Sessiz kalınca "Hazan cevabını duyamadım. Bak ben sana güvenip istediğini yapacağım. Peki sen istediğimi yapacak mısın?"dedi. Bu gün ellerimi sıkmaktan morartacağım.
-Bir şey daha var...
Bunu söyledim, ama kendime sayarak ve korkarak. Komiser merakla bana bakıp devam etmemi bekledi.

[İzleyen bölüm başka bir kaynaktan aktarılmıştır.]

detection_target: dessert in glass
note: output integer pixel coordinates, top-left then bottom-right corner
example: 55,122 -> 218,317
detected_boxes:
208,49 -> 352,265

-Dün ben Gökhan'ın yanındaydım.
Bakışları anında değişirken hemen devam ettim. "Bak adliyeden çıkınca önümü kestiler. Onlarla gitmek zorunda kaldım. Gökhan da beni Tarık'ın adamı sandı. Ona olanları anlatınca o da bana yardım etmeye karar verdi. Tabi önce Tarık beni bulursa ona haber verme şartı ile.
Şok içinde ayağa kalkıp evin içinde dolaşmaya başladı. Bir şey söylemek istiyor, ama söyleyemiyor gibiydi. Sonunda yanıma oturup "Hazan sen ne yaptın?"dedi. Ben ne yaptığımı biliyor muyum? Hayatım bir anda alt üst olmuştu. Bilmediğim adamlarla bilmediğim işler içindeyim. Haaa bir de babam vardı. O konuya hiç girmeyelim.
-Sen bana anlatmayıp Gökhan'a mı anlattın? Üstüne onun yanına gittin. Bak sen bu adamları bilmezsin. Bunlar karşılıksız yardım etmez.
-Evet gittim, ama ne yapsaydım? Onun elinden kurtulup eve dönmek için anlattım. Ben ne yaptığımı biliyor muyum?
Komiser sinirine hakim olmaya çalışıyordu. "Tamam sakin olacağım. Bunu iyi yönde kullanabiliriz o zaman."
Kafasından ne geçiyor bu adamın?
Benim bakışlarımı görünce "Eğer Gökhan, Tarık'ı bulursa bende gelmek istiyorum diyeceksin."dedi. Acayip bakmam normal. Adam beni dinler mi?
-Bana öyle bakma Hazan. Bende geleceğim diyeceksin. Sen o buluşmaya giderken bizde orada olacağız.
-Başka davet edecek biri var mıydı?
Stresten saçmalamaya yine başladım ve komiser bana uzaylıymışım gibi bakıyor. Bende olsam kendime öyle bakarım. Acaba çok sakin bir hayatım var diye şikayet filan mı ettim?
-Tamam anladım. Zaten önce Tarık bana ulaşırsa Gökan'a haber vereceğim. Gökhan bulursa bana haber verecek. Bir de siz varsınız.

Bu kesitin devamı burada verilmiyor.